20 November 2016

Review: Billy Lynn's Long Halftime Walk (2016)


"It’s really good to have you back, little brother."

Kurang lebih empat tahun lalu Peter Jackson mencoba menciptakan gebrakan baru dengan The Hobbit: An Unexpected Journey yang menggunakan frame rate shooting dan proyeksi 48 fps, teknologi “High Frame Rate” yang juga ingin digunakan oleh James Cameron pada sekuel Avatar. Belum semua bioskop “mampu” mengakomodasi teknologi tersebut sehingga film dikonversi ke 24 fps, namun kemudian muncul Ang Lee yang mencoba melipatkan gandakan pencapaian Peter Jackson tadi dengan Billy Lynn’s Long Halftime Walk yang menggunakan HFR 120 fps in 3D at 4K HD resolution. One day teknologi itu akan menjadi hal yang umum di industri film, but for now? It’s a composed and flashy but flimsy and fake-ish drama.

Billy Lynn (Joe Alwyn) mendadak menjadi populer lewat aksi heroik yang ia lakukan di Irak ketika mencoba menyelamatkan rekan sesama tentara USA, ketika kembali ia bersama anggota pasukan Bravo lainnya dipuji sebagai pahlawan dan melakukan tour keliling negeri. Garis finish tour tersebut berada di half-time Thanksgiving football game di mana mereka akan perform bersama Destiny’s Child. Tapi exposure layaknya celebrity itu tersebut membuat Billy merasa terganggu, ia masih terus berjuang untuk dapat lepas dari kilas balik pada kejadian di Irak terutama terkait tentara bernama Shroom (Vin Diesel). 


Sinopsis di atas sederhana dan jika secara sederhana pula cerita yang berdasarkan novel karya Ben Fountain itu juga sama sederhananya. Script yang ditulis oleh Jean-Christophe Castelli itu digunakan oleh Ang Lee untuk menghadirkan another studi karakter dan kali ini menggunakan Post-Traumatic Stress Disorder (PTSD) yang dialami oleh karakter utama. Alur ceritanya sederhana, kamu akan dibawa menyaksikan Billy dan rekan-rekannya berkeliling negeri untuk menjalani tour, dari menghadiri acara NFL hingga proses adaptasi aksi heroic mereka ke dalam bentuk film. Tapi sebenarnya there’s a lot going on in Billy Lynn’s Long Halftime Walk, fokus penonton Ang Lee coba arahkan pada bagaimana Billy bertarung dengan emosi yang ia miliki. Billy sendiri harus diakui merupakan karakter yang menarik, diperankan dengan cukup baik oleh Joe Alwyn di debut layar lebarnya. 

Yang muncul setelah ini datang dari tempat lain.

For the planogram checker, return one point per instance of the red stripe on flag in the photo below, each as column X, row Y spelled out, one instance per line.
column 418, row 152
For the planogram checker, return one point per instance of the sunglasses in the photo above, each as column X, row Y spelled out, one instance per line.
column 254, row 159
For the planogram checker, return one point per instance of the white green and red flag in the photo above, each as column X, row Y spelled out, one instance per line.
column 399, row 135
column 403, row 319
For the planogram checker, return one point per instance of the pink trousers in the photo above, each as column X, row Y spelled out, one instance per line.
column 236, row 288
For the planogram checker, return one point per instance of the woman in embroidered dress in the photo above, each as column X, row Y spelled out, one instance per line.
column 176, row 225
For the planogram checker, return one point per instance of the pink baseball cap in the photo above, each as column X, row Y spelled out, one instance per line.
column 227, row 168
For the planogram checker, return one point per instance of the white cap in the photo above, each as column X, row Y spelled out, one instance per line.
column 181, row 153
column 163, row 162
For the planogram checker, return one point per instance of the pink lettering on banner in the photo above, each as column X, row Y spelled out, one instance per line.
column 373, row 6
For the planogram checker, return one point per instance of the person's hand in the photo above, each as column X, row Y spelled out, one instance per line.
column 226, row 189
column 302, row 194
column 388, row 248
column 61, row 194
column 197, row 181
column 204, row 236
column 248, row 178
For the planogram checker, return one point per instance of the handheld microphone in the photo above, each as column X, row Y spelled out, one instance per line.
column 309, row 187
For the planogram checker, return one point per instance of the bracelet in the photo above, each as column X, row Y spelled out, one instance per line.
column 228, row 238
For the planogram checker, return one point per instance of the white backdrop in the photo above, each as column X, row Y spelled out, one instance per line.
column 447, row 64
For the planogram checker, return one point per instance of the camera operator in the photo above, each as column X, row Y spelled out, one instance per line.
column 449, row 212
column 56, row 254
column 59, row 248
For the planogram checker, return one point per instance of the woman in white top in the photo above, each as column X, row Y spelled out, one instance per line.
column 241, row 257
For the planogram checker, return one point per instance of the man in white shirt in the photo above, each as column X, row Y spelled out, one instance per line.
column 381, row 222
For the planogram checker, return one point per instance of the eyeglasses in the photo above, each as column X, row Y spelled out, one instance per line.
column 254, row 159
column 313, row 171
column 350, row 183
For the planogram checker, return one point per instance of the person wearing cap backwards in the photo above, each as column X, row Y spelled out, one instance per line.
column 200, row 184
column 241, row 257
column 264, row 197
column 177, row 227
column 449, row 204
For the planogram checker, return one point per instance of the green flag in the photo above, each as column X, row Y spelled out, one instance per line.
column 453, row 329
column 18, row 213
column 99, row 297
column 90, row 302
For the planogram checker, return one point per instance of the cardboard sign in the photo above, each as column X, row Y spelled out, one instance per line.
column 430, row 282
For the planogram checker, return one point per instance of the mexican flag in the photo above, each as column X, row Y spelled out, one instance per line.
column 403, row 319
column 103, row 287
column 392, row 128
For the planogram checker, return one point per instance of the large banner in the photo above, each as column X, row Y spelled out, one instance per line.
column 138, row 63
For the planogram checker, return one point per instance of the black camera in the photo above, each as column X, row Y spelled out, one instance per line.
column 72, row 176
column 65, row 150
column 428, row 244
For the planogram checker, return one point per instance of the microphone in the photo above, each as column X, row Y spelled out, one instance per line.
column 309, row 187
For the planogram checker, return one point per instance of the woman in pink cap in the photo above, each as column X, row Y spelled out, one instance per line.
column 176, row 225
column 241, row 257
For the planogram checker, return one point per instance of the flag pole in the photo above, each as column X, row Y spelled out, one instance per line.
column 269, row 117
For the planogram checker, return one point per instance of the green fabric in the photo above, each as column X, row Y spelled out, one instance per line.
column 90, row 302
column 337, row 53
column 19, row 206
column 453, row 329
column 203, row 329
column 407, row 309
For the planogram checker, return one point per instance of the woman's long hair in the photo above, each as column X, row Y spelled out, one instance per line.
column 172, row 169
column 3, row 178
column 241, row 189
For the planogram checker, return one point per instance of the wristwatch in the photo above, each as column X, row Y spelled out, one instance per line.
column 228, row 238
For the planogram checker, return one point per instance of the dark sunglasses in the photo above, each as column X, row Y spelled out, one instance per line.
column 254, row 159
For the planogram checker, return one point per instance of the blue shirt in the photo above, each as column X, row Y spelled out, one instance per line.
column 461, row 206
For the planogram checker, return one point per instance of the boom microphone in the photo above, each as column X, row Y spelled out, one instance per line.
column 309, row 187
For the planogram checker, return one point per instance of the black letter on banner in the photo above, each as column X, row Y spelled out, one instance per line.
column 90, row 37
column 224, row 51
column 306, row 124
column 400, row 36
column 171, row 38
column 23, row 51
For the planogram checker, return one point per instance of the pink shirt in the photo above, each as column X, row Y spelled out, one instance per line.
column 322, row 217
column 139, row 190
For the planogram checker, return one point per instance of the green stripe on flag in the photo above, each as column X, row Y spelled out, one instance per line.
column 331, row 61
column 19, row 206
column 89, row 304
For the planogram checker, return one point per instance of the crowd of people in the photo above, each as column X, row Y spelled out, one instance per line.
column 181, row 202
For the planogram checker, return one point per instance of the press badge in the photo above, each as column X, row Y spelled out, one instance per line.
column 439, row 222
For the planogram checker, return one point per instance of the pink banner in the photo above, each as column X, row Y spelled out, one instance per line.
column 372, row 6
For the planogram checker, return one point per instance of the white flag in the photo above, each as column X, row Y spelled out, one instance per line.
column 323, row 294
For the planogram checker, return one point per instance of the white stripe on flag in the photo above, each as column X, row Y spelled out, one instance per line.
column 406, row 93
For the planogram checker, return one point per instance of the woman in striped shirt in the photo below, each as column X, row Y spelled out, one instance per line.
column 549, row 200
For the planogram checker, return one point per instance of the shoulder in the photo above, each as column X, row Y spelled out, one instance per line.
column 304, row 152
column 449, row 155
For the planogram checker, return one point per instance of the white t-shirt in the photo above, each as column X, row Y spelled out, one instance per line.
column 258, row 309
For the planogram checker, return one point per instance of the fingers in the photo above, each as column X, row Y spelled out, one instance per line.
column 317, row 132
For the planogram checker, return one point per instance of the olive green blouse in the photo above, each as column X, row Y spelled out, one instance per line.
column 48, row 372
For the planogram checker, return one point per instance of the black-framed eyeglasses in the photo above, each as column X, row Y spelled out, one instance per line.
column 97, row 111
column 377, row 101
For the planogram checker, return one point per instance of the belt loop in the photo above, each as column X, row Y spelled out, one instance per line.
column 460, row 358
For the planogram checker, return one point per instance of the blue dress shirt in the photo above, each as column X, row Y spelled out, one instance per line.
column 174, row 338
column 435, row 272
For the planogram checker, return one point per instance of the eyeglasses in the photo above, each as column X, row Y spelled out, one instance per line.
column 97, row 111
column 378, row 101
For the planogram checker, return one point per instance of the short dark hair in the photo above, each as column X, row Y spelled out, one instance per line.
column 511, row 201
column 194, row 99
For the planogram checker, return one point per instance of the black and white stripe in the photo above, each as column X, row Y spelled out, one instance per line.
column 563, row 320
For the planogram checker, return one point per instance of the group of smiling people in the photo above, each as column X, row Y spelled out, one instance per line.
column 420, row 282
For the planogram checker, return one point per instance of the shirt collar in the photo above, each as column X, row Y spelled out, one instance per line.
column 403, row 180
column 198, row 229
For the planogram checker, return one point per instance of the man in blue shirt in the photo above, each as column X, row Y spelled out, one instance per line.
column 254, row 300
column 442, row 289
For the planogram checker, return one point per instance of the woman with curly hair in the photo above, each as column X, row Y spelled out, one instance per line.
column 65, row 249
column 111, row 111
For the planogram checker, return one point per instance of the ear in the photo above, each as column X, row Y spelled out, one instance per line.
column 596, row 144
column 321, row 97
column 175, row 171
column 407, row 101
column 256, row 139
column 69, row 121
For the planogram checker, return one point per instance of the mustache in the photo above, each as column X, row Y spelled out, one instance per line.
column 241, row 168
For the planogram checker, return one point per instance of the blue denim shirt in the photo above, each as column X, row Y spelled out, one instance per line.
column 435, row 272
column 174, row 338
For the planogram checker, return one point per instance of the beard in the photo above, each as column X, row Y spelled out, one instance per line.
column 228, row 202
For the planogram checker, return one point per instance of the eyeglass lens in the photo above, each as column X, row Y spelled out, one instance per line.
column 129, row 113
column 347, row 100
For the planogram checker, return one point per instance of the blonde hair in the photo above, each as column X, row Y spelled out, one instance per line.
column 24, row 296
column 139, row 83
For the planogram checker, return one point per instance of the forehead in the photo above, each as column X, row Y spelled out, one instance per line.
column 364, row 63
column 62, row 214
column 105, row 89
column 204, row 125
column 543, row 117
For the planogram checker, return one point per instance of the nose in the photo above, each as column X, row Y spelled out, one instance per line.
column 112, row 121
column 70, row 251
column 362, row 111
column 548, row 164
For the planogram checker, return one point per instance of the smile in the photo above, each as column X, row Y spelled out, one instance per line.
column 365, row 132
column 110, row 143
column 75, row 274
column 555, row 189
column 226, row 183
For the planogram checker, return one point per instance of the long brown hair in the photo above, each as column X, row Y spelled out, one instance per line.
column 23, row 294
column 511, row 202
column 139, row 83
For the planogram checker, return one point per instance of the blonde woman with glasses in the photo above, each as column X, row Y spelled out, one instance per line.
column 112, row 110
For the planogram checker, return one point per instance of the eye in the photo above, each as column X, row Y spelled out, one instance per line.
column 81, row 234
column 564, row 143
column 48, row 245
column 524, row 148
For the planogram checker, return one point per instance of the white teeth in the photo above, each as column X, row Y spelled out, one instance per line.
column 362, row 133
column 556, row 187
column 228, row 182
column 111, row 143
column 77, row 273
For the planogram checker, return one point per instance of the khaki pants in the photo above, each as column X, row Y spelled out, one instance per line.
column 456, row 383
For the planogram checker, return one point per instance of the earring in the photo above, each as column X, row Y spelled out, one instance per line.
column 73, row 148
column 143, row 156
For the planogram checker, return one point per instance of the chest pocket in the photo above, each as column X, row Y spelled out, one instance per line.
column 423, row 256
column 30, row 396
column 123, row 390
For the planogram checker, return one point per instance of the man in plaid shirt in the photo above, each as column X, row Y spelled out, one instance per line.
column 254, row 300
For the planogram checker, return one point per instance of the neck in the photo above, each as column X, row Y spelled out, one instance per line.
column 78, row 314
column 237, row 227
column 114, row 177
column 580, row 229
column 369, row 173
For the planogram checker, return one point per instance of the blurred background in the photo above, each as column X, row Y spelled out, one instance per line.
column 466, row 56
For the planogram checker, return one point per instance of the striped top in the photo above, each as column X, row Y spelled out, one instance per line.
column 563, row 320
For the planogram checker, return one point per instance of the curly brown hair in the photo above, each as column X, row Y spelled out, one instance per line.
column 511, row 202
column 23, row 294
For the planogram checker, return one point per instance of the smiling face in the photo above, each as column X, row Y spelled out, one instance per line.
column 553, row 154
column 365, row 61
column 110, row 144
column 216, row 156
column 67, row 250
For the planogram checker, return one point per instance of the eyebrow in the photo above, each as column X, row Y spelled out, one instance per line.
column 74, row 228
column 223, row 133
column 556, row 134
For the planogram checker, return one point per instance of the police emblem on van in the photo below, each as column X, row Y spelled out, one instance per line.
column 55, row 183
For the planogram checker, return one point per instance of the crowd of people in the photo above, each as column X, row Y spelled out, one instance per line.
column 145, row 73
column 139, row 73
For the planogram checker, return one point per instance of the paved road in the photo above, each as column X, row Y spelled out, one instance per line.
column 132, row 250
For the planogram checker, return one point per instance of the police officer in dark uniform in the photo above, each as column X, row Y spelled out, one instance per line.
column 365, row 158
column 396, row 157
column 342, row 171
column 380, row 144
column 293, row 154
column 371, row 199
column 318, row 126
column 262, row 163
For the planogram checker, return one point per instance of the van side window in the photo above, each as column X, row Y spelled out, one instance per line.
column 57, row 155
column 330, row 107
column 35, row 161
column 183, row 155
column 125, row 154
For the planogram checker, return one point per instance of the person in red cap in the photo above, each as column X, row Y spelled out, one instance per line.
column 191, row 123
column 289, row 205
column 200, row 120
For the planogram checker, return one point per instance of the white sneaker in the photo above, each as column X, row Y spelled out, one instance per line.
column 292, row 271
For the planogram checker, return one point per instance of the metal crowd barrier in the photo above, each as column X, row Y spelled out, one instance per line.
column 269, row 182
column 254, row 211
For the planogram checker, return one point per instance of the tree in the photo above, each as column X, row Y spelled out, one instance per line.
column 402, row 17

Itu alasan mengapa Ang Lee mencoba menggunakan HFR dengan 120 fps pada film ini, mungkin ia ingin agar pertarungan emosi yang Billy hadapi akan semakin terasa immersive ketika hadir di layar. Saya menonton film ini di AMC Lincoln Square dan satu hal yang dapat saya katakan terhadap penggunaan teknologi tersebut adalah, yes it’s true, in highest resolution and maximum frame rate the picture look astonishingly real. Memang sedikit dipengaruhi rasa kaget saya karena 120 fps merupakan something new for me as a moviegoer namun harus diakui visual terasa impresif, ekspresi wajah terasa sangat detail and sangat clear. Ini seperti menyaksikan film di layar HDTV ukuran jumbo, sebuah cinematic experience dipenuhi gambar yang crisp and depth bahkan tatapan mata yang terasa lebih “menyeramkan” ketimbang presentasi dengan normal fps. 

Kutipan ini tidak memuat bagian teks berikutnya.